California deepens cuts to social safety net

Cuts to social programs in California have deepened the distress felt by low-income families, as employment opportunities shrink and wages stagnate. The Democratic administration of Governor Jerry Brown is poised to inflict more severe austerity in the coming year.

Since 2008, California has made $3.3 billion in cuts to Work Opportunity and Responsibility to Kids (CalWORKS), the state-funded child care program for poor parents. This amounts to a cut of roughly $3,000 for each of the 1.1 million children in the program.

Over the same period, legislators cut CalWORKS grants by 12 percent and denied cost-of-living adjustments twice. A family of three living in a high-cost county saw their maximum monthly grant of $723 in 2007-2008 decline by $85 a month, to $638 in 2011-2012. The state also reduced the CalWORKS lifetime limit for adults from a maximum of five years to four years.

From 2009 to 2012, programs that helped children prepare for school or attend daycare while parents at work were cut by $1.5 billion. In the last fiscal year, the state cut funding for preschool and daycare programs by 15 percent. The top income at which parents qualify to enroll their children in preschool was reduced from $3,769 per month for a family of three, to $3,518 per month. This move will eliminate state services for over 35,000 children in 2011-2012.

The state has also cut payments to unlicensed daycare providers, usually family relatives or friends who care for children while the parents are gone at work during night shifts or weekends. A “license-exempt” provider saw their monthly stipend fall from $602 to $482 starting July 11, a monthly drop of $120. As a new study by the California Budget Project (CBP) noted, this will make it even more difficult for parents to find an affordable sitter while they work or look for work. (See “Study shows harmful impact of economic crisis on California’s women”)

Medi-Cal, the state version of Medicaid, was cut by $2.4 billion from 2008-2009 to 2011-2012. A number of services, including psychological care, podiatry, and dental care, were cut for adults, meaning they will have to pay out of pocket for these treatments or, more often than not, simply forego treatment. More than 7.7 million low-income Californians are served by Medi-Cal.

Perhaps most cruel are the cuts made to programs aiding the disabled and elderly populations. The CBP study reported that since 2008, $4.6 billion in cuts have been made to programs that help low-income seniors and people with disabilities make ends meet. The maximum SSI/SSP grant fell from $907 in February 2009 to the federal minimum of $830 in July of 2011, a decline of $77 per month. The federal government maintains that an elderly person living alone has to spend $180 month on groceries to maintain an adequate diet. The cut of $77 per month means that SSI/SSP recipients, who do not qualify for food stamps, will lose two weeks’ worth of groceries.

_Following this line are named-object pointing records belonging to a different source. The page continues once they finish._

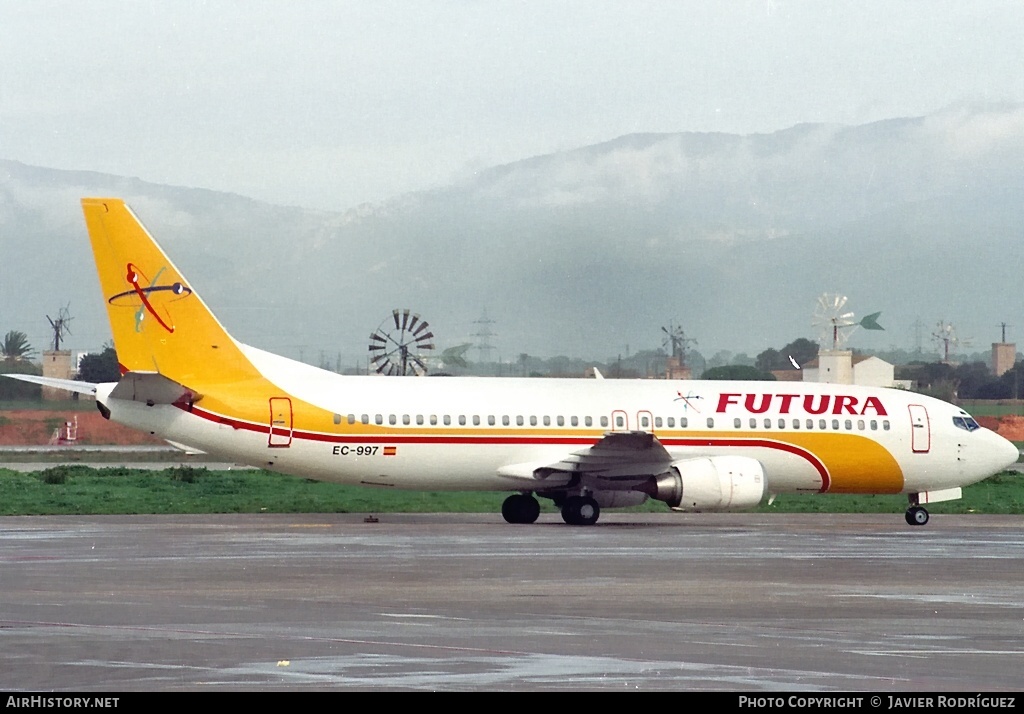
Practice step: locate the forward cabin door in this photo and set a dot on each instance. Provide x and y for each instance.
(281, 422)
(645, 422)
(921, 429)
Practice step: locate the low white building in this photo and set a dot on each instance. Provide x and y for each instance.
(843, 367)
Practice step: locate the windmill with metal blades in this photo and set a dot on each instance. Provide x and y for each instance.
(946, 340)
(836, 324)
(402, 349)
(60, 326)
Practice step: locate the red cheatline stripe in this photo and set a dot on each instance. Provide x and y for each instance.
(525, 439)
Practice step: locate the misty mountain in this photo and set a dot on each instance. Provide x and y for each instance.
(582, 252)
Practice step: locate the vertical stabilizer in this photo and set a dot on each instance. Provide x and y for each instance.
(158, 321)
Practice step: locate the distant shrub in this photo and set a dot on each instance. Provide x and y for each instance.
(55, 474)
(185, 474)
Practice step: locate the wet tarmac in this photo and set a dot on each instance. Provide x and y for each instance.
(740, 601)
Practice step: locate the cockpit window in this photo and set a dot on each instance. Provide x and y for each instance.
(966, 423)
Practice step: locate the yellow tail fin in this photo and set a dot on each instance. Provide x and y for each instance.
(158, 321)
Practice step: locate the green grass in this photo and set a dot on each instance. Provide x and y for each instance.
(84, 491)
(991, 408)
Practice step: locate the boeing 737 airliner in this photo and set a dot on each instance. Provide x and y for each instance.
(586, 445)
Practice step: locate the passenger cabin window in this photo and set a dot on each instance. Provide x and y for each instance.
(966, 423)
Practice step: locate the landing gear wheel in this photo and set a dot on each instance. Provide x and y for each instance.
(520, 508)
(581, 510)
(915, 515)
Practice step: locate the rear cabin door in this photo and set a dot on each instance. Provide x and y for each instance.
(620, 421)
(921, 430)
(281, 422)
(645, 422)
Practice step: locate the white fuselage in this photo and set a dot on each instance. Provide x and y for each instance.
(458, 433)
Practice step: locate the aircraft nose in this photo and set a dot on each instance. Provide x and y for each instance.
(1008, 452)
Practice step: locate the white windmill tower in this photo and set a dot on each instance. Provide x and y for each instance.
(835, 325)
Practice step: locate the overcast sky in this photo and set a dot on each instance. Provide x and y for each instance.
(329, 105)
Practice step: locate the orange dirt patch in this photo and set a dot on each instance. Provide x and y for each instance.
(33, 428)
(1009, 426)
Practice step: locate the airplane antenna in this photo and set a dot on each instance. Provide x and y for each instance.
(60, 326)
(484, 334)
(401, 344)
(676, 342)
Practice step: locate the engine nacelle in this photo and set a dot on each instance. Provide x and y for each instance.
(714, 484)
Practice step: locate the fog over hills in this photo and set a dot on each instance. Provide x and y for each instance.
(582, 252)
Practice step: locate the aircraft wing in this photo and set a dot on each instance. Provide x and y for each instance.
(152, 387)
(619, 456)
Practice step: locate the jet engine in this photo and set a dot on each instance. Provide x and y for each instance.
(714, 484)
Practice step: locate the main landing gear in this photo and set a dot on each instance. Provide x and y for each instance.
(577, 510)
(916, 515)
(520, 508)
(581, 510)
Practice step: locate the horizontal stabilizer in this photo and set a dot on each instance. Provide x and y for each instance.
(153, 388)
(67, 384)
(619, 456)
(870, 322)
(192, 451)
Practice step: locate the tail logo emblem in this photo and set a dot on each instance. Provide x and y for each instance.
(153, 298)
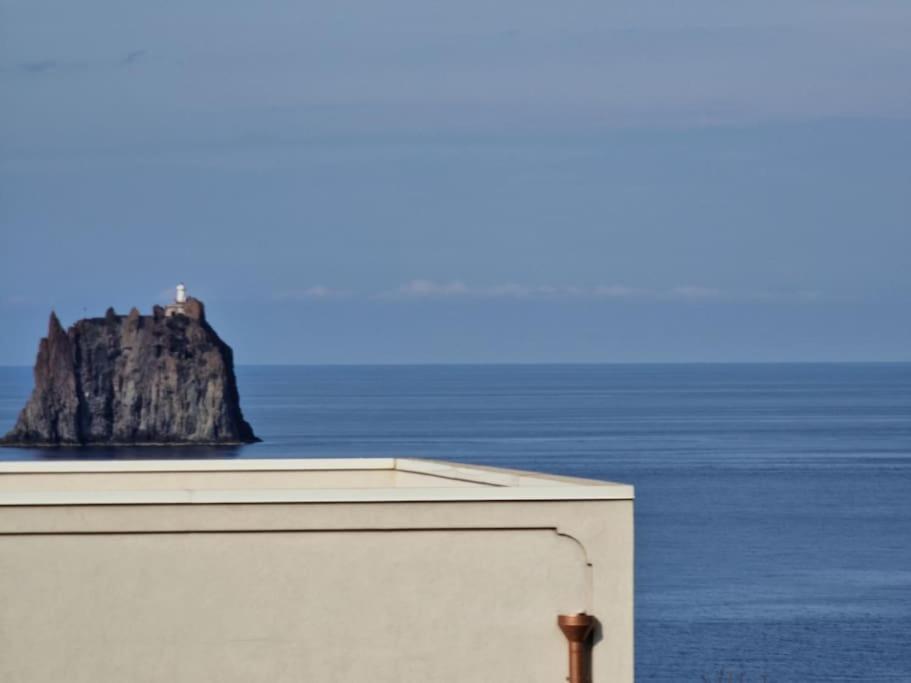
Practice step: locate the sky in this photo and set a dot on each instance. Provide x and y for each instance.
(426, 182)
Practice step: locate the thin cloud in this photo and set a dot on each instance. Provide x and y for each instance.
(695, 293)
(39, 67)
(429, 289)
(316, 292)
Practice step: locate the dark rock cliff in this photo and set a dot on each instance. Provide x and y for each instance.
(133, 379)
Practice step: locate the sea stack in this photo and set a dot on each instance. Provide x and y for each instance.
(160, 379)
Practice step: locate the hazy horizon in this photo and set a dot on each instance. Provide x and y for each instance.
(467, 182)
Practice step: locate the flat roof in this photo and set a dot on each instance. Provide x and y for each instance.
(284, 480)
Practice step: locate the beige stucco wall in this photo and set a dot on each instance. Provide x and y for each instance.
(398, 591)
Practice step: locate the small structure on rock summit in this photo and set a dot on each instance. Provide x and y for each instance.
(180, 300)
(160, 379)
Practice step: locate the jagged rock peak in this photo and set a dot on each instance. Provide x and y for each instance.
(154, 380)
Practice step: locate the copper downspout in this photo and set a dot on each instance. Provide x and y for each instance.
(577, 628)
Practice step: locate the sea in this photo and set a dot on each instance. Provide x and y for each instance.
(773, 501)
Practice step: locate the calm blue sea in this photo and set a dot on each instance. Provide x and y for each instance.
(773, 505)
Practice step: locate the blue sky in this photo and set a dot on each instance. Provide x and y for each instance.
(459, 182)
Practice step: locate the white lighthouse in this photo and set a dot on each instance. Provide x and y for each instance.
(180, 300)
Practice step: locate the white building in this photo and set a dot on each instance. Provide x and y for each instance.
(180, 300)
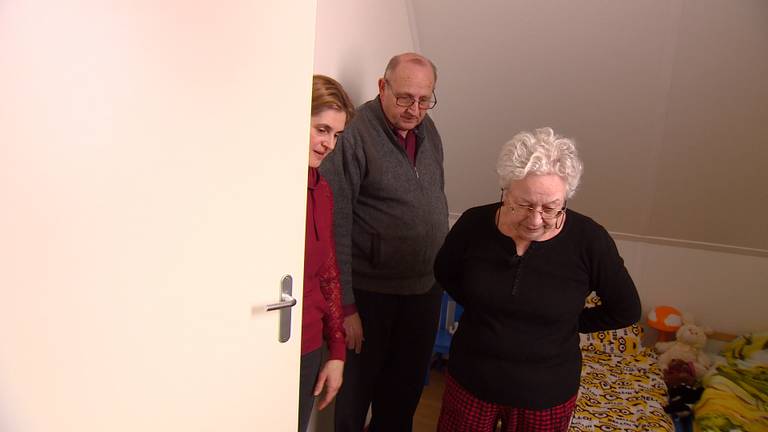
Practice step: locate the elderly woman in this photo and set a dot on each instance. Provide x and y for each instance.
(522, 269)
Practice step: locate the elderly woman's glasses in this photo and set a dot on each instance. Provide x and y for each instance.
(545, 213)
(408, 101)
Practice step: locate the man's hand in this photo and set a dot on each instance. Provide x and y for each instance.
(330, 378)
(354, 328)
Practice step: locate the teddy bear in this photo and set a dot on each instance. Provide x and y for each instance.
(688, 347)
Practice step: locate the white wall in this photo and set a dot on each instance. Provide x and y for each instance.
(354, 41)
(725, 291)
(356, 38)
(666, 100)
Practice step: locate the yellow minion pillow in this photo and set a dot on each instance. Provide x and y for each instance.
(621, 341)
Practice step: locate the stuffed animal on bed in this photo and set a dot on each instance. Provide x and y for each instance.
(688, 347)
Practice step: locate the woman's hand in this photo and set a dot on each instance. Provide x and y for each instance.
(354, 328)
(330, 378)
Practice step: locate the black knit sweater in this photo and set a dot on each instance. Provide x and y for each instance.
(517, 342)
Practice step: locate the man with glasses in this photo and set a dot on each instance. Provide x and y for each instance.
(391, 217)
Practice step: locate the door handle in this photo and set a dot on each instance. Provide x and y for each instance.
(288, 301)
(284, 306)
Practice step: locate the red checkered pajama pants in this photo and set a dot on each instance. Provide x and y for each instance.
(463, 412)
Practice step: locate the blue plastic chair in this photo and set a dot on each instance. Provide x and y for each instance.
(450, 312)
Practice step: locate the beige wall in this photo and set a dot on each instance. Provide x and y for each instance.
(668, 101)
(725, 291)
(650, 90)
(356, 38)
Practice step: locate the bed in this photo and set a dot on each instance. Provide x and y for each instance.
(622, 388)
(735, 396)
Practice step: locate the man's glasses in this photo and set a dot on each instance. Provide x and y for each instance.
(408, 101)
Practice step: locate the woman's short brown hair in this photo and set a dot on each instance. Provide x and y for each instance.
(327, 93)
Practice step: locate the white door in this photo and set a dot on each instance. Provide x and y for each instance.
(153, 162)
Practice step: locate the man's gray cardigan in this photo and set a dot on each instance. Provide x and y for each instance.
(390, 217)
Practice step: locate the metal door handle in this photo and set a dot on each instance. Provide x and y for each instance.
(284, 306)
(288, 301)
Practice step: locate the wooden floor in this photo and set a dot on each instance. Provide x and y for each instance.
(428, 410)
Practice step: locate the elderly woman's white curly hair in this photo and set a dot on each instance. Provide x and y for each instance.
(540, 153)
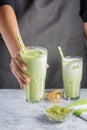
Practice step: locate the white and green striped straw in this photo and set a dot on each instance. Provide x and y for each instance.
(60, 51)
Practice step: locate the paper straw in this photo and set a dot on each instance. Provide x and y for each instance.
(60, 51)
(20, 42)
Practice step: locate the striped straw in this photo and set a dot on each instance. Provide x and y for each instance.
(20, 42)
(60, 51)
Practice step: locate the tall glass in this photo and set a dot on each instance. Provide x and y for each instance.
(72, 75)
(35, 58)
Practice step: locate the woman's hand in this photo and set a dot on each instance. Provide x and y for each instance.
(17, 68)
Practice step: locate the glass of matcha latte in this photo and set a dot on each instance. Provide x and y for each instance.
(72, 75)
(35, 58)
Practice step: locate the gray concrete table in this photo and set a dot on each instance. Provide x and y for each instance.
(17, 114)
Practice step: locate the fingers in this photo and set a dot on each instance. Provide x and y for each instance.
(17, 68)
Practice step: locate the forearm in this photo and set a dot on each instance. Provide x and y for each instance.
(85, 29)
(9, 29)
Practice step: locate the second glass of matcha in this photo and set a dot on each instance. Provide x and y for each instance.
(72, 67)
(35, 58)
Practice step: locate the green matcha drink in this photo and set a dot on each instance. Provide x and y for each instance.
(35, 59)
(72, 76)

The In-Home Supportive Services Program (IHSS), which serves nearly 439,000 low-income seniors and those with disabilities, had their hours cut by the state legislature and governor by 3.6 percent. The governor’s automatic “trigger cuts” have targeted an additional 20 percent in hours, but a federal judge has temporarily blocked this pending litigation.

As atrocious as these cuts are, they are only a sign of things to come from Governor Brown, who has proposed $10.3 billion in “solutions” to close a $9.2 billion budget gap for fiscal year 2012-2013. This translates into deep cuts to health care, education, and childcare, which will account for $2.5 billion of the $4.2 billion in proposed cuts.


To help put these statistics in perspective, the World Socialist Web Site spoke with Molly, a single mother with five kids aged eight, seven, six, four, and three months, who lives with her boyfriend and children in Long Beach, California. Molly originally came from Arizona, but moved to California recently for work and school. She has worked many jobs, including in sales, customer service, and caregiving.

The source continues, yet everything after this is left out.